Wie man Glas richtig glättet – ohne Probleme
Es gibt nichts Schlimmeres, als Stunden damit zu verbringen, an einem Stück Laborglas zu arbeiten – nur um anschließend festzustellen, dass es aus keinem erkennbaren Grund zerbricht. Meistens liegt das daran, dass innerer Druck auf dem Glas lastet. Wenn dieser Druck nicht beseitigt wird, ist das Glas im Grunde genommen eine tickende Zeitbombe.

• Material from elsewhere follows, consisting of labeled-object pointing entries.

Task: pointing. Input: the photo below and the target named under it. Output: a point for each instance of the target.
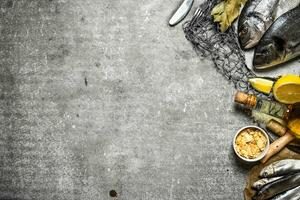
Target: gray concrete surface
(101, 95)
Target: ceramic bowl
(261, 155)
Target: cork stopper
(245, 99)
(276, 127)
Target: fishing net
(222, 48)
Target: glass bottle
(273, 108)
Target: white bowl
(261, 155)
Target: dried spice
(250, 143)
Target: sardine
(284, 6)
(280, 168)
(293, 194)
(284, 184)
(262, 182)
(256, 17)
(281, 42)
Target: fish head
(250, 31)
(268, 53)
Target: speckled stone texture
(101, 95)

Deshalb verwenden wir Kurzwellen-Infrarotkomponenten. Um solche spontanen Brüche zu verhindern, ist ein extrem präziser Temperaturgradient notwendig. Es geht dabei um eine so geringe Temperaturspanne, dass bereits kleine Abweichungen ausreichen, um genügend Druck auf die Glaswand auszuüben und somit das ganze Stück zu zerstören.
Warum wir uns auf 0,1 °C konzentrieren
Hier kommt der schwierige Teil: Glas hat einen sehr bestimmten Glättungspunkt. Das ist der ideale Punkt, bei dem das Material gerade so weit fließen kann, dass der Druck reduziert wird – aber nicht so weit, dass das Glas seine Form verliert.
Wenn die Temperatur zu hoch ist, sackt das Glas zusammen. Zu niedrig hingegen bleibt der Druck bestehen. Um dieses Problem zu lösen, kombinieren wir unsere Infrarotkomponenten mit PID-Steuerungen, die Temperaturänderungen von 0,1 °C genau steuern können. Dadurch können Sie die gewünschte Temperatur absolut stabil halten.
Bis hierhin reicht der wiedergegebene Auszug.